If you look back to what it's talking about the items are essentially illegal contraband. To me, then, the only way to make sense of these several provisions about search of employees is that if there is determined in advance to be reasonable grounds for suspicion that an employee is going to bring illegal contraband into the prison, that is to say, is going to commit a crime, then and in all of those cases the prison authorities must notify a police agency which will then presumably seek to obtain a search warrant from an independent magistrate. That was not done in this case, and this was, indeed, a case where there was an advanced determination that reasonable grounds for suspicion existed that this employee is going to bring illegal and criminal contraband into the prison.
So the department did not follow its own policy. I am not ruling that they had to get a search warrant. I am not ruling on that issue. I am ruling that they had to contact the police because they had reasonable grounds to believe a crime was going to be committed.
[3] Const.1963, art. 6, § 28 provides, in pertinent part:
All final decisions, findings, rulings and orders of any administrative officer or agency existing under the constitution or by law, which are judicial or quasi-judicial and affect private rights or licenses, shall be subject to direct review by the courts as provided by law. This review shall include, as a minimum, the determination whether such final decisions, findings, rulings and orders are authorized by law; and, in cases in which a hearing is required, whether the same are supported by competent, material and substantial evidence on the whole record.
[4] In interpreting administrative arbitration pursuant to 1969 P.A. 312, a panel of this Court, in Detroit v. Detroit Fire Fighters Ass'n, 204 Mich. App. 541, 517 N.W.2d 240 (1994), agreed in principle with Professor LeDuc's comments but considered itself bound by Detroit v. Detroit Police Officers Ass'n, 408 Mich. 410, 294 N.W.2d 68 (1980), which interpreted the standard of review of Act 312 arbitration panel decisions. Here, however, we are not so constrained. Our Supreme Court has not addressed the relationship of higher and lower courts in the context of reviewing administrative agency decisions pursuant to Const.1963, art. 6, § 28 where the initial court employs the substantial evidence standard rather than conducting review de novo. Cf. Dep't of Civil Rights, ex rel. Johnson v. Silver Dollar Cafe, 441 Mich. 110, 490 N.W.2d 337 (1992); Dixon v. Ford Motor Co., 402 Mich. 315, 318-319, 262 N.W.2d 666 (1978).
[5] See, e.g., Silver Dollar Cafe, n. 4, supra at 116-117, 490 N.W.2d 337; Tuttle v. Dep't of State Hwys, 397 Mich. 44, 46, 243 N.W.2d 244 (1976).
[6] Also submitted into evidence at the grievance hearing was the DOC Employee Handbook that had been distributed to petitioner. Notably, § IV(2) stated at p 45:
SUBJECT TO SEARCH
Employees, their personal property and motor vehicles are subject to search while on the grounds of an institution or a corrections center, as set forth in PD-DWA-30.05 "Search and Arrest of Prisoners, Employees and Visitors."
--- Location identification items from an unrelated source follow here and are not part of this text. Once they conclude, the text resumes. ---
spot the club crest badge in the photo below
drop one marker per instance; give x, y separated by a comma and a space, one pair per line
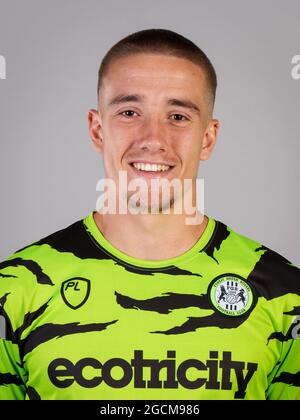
231, 295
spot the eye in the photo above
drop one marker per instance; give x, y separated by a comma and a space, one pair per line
181, 117
128, 113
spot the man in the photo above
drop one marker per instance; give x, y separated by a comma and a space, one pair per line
143, 305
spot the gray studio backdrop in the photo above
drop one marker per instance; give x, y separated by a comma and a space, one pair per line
52, 50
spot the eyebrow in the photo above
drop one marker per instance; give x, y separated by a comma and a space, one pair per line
184, 103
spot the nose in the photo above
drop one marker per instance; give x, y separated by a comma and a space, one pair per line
153, 136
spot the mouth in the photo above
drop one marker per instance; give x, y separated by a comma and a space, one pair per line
151, 170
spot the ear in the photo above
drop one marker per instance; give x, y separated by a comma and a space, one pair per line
95, 129
210, 139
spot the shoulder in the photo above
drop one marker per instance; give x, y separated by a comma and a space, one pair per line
272, 274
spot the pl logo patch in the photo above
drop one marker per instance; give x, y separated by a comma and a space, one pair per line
231, 295
75, 291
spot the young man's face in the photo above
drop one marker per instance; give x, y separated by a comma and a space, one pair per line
165, 119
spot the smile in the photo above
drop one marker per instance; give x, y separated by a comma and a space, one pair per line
148, 167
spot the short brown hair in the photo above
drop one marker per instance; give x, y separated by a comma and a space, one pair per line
160, 41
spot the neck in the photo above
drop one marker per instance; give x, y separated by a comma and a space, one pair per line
151, 236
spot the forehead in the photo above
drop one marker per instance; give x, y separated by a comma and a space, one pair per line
156, 72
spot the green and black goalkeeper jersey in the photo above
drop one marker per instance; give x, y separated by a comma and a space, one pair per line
79, 319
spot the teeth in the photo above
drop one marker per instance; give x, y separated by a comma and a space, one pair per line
150, 167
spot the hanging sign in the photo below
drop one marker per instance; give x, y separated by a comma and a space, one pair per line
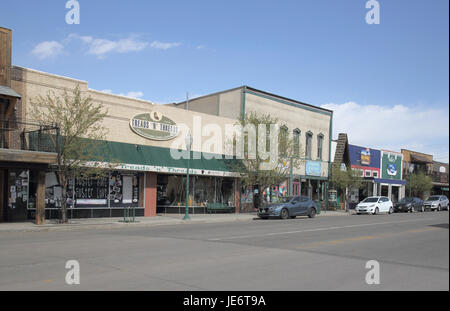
154, 125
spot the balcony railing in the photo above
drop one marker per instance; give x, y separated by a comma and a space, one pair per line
20, 135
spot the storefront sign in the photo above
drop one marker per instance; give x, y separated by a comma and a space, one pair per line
365, 156
313, 168
391, 165
154, 125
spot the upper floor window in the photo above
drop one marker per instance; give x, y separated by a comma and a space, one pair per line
308, 145
319, 146
284, 132
296, 142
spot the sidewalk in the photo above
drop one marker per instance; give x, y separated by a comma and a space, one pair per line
117, 222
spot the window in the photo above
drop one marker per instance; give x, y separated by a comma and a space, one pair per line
308, 145
296, 142
283, 139
319, 146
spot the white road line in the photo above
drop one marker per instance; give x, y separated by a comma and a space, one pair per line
316, 229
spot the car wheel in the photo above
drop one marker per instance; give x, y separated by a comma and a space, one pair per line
284, 214
312, 213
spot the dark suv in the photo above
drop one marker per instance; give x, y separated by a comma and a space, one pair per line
409, 204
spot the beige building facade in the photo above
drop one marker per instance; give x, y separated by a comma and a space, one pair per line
312, 125
148, 145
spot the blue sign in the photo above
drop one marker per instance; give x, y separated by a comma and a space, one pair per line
313, 168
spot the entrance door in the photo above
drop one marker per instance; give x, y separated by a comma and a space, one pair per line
17, 195
296, 188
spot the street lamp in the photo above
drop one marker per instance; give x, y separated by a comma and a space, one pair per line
410, 169
188, 148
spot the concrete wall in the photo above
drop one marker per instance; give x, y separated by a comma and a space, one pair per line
31, 83
295, 117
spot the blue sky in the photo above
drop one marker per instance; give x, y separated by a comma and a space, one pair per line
387, 83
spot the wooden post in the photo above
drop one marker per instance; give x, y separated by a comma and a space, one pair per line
40, 197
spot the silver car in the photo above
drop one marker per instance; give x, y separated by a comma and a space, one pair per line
436, 203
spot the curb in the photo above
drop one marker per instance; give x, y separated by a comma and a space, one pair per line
118, 225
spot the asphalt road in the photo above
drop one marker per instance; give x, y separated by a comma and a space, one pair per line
325, 253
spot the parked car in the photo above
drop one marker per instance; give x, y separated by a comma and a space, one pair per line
375, 205
409, 204
289, 207
436, 203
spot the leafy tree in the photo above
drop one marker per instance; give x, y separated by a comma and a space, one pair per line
253, 167
419, 183
343, 179
80, 139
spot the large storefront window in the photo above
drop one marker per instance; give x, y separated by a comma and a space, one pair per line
171, 191
117, 189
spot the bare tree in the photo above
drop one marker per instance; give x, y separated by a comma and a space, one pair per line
81, 146
253, 167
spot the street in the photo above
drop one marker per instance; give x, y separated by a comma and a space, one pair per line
325, 253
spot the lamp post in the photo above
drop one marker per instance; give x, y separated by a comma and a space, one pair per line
410, 169
188, 148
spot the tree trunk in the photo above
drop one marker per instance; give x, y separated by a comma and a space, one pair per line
63, 183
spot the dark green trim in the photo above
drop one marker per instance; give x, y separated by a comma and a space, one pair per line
290, 103
218, 104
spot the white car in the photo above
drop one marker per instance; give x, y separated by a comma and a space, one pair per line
436, 203
375, 205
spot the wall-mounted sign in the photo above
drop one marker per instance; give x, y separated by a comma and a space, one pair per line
313, 168
154, 125
365, 156
391, 165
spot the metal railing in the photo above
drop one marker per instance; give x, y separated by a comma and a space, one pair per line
21, 135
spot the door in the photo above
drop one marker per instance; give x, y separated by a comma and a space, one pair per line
295, 209
304, 204
17, 195
296, 188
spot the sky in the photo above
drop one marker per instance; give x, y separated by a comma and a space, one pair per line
387, 83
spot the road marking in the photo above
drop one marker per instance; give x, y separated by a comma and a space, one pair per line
364, 238
316, 229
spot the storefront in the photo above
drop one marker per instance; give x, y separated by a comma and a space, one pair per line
143, 140
391, 183
366, 162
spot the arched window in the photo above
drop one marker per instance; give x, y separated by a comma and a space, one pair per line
319, 146
309, 145
284, 132
296, 134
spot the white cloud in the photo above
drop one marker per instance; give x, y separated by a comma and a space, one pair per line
48, 49
164, 45
100, 47
393, 128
Search of the automobile or personal property of an employee shall be conducted in the presence of that employee or his/her designated representative. A strip search may be conducted if there is Reasonable suspicion the employee is attempting to bring contraband onto the grounds of the institution or corrections center. Such a search may be conducted only with the authority from the Shift Commander or a higher ranking official.
An employee who refuses to submit to a search which is authorized by policy may be subject to discipline, up to and including dismissal. [Emphasis in original.]
[7] At the grievance hearing, the parties stipulated the fact that petitioner "cooperated with the request for a strip search."